Extraction of DNA and RNA

Genomic DNA was extracted by a PAXgene DNA kit (Qiagen) from tissue samples and by a PAXgene Blood DNA kit (Qiagen) from blood samples, and quantified using a Quant-iT PicoGreen dsDNA Assay Kit (Thermo Fisher Scientific, Waltham, MA). Total RNA was extracted by a PAXgene RNA kit (Qiagen) from tissue samples and by Isogen (Nippon Gene, Tokyo, Japan) from cell lines.

Mutation analysis by targeted sequencing

Multiplex PCRs amplifying a total of 15,991 regions in 409 cancer-related genes were performed in four tubes on genomic DNA using an Ion AmpliSeq Library Kit 2.0 with the Comprehensive Cancer Panel (Thermo Fisher Scientific), as previously described27. The synthesized library was loaded onto an Ion PI Chip v3 (Thermo Fisher Scientific), and sequenced by an Ion Proton sequencer (Thermo Fisher Scientific) and an Ion PI Hi-Q Sequencing Kit (Thermo Fisher Scientific). Sequences were aligned onto the human reference genome hg19 with Torrent Suite v5 (Thermo Fisher Scientific). By using CLC Genomics Workbench 8.5 (Qiagen), a variant was considered a functional mutation when (i) its frequency in cancer samples was > 10%, (ii) its frequency in normal samples was < 1% (iii) its homopolymer length was < 3, (iv) it was found in both strands in 5 reads or more, (v) its coverage was > 100 reads, and (vi) it caused an amino acid change or splicing abnormality.

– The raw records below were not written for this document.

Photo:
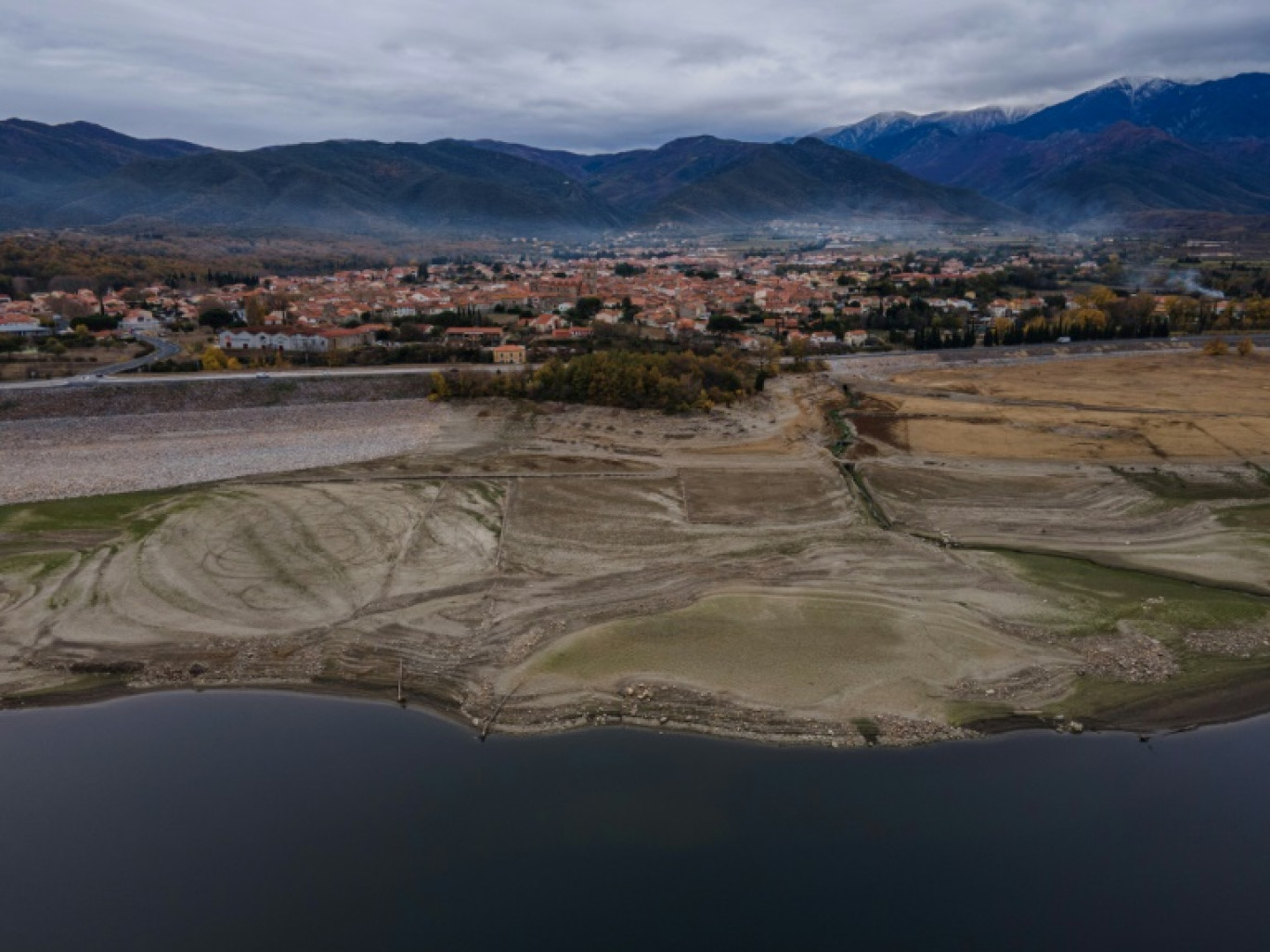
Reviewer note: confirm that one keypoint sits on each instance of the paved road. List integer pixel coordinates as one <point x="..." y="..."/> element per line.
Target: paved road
<point x="976" y="354"/>
<point x="162" y="349"/>
<point x="110" y="376"/>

Copy number alteration analysis by targeted sequencing

Copy number alterations were analyzed by VarScan 2 software28 using the number of reads obtained by targeted sequencing of matched tumor-normal pairs. The average reading depth of a target region in a sample was normalized by total reads. We defined -fold changes > 2 as gain, and < 0.5 as loss in this study.

Gene expression analysis

A genome-wide gene expression analysis was conducted using an Agilent SurePrint G3 Human GE microarray 8 × 60 K array that interrogated 42,405 probes (Agilent Technologies, Santa Clara, CA) as previously described with some modifications29. Cy3-labeled cRNA was synthesized using the Ovation RNA Amplification System V2 (NuGEN Technologies, Redwood City, CA) and a Low Input Quick Amp Labeling Kit (Agilent Technologies), and hybridized to the microarray. The microarray was scanned using an Agilent G2565BA Microarray Scanner (Agilent Technologies). The obtained signals were processed by Feature Extraction Ver.10 (Agilent Technologies) and analyzed by GeneSpring Ver.13 (Agilent Technologies). The signal intensity of each probe was normalized such that the 75th percentile of signal intensity of all probes would be 0.

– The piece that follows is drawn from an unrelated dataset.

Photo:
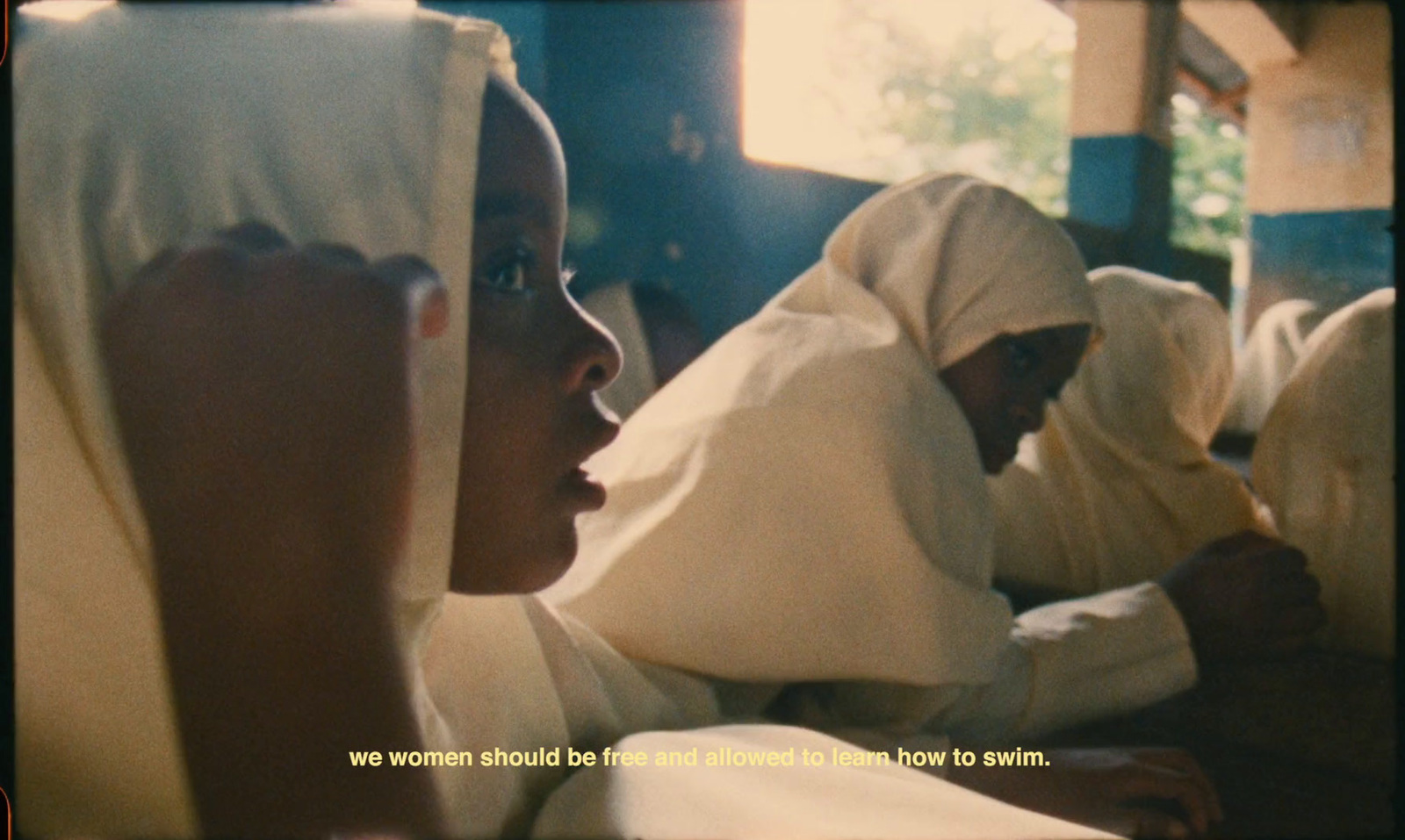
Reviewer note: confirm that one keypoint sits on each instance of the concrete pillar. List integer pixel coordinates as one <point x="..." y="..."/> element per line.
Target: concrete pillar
<point x="1321" y="162"/>
<point x="1121" y="147"/>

A gene-specific expression analysis was conducted by real-time RT-PCR using cDNA samples, specific primers (Supplementary Table 2), SYBR Green, and CFX Connect Real-Time PCR Detection System (Bio-Rad, Hercules, CA) as previously described with some modifications26. cDNA was synthesized from total RNA using SuperScript III Reverse Transcriptase (Thermo Fisher Scientific). The copy number of a target gene in a sample was measured by comparing its amplification to those of the control samples with known copy numbers. The measured copy number of a target gene was normalized to that of GAPDH.

DNA methylation analysis

A genome-wide screening of differentially methylated CpG sites was conducted using an Infinium HumanMethylation450 BeadChip array (Infinium 450 K) that interrogated 482,421 CpG sites (Illumina, San Diego, CA). The raw data were normalized using MACON, a web tool for the Infinium methylation BeadArray, as described previously30. The methylation level of each CpG site was obtained as a β-value, which ranged from 0 (completely unmethylated) to 1 (completely methylated).

Gene-specific DNA methylation was analyzed by bisulfite pyrosequencing using the PyroMark Q96 system (Qiagen) as previously described23. Briefly, 200 ng genomic DNA was treated with sodium bisulfite, and eluted into 50 µl elution buffer using an innuCONVERT Bisulfite Basic Kit (Analytik Jena AG, Jena, Germany). The PCR primers for pyrosequencing are listed in Supplementary Table 2.

Statistical analysis

Fisher’s exact test and the Mann–Whitney U test were used to evaluate the difference in characteristics between pCR and non-pCR. The Wilcoxon signed-rank test was used to evaluate the difference in characteristics of samples before and under treatment. All statistical analysis was conducted by R software.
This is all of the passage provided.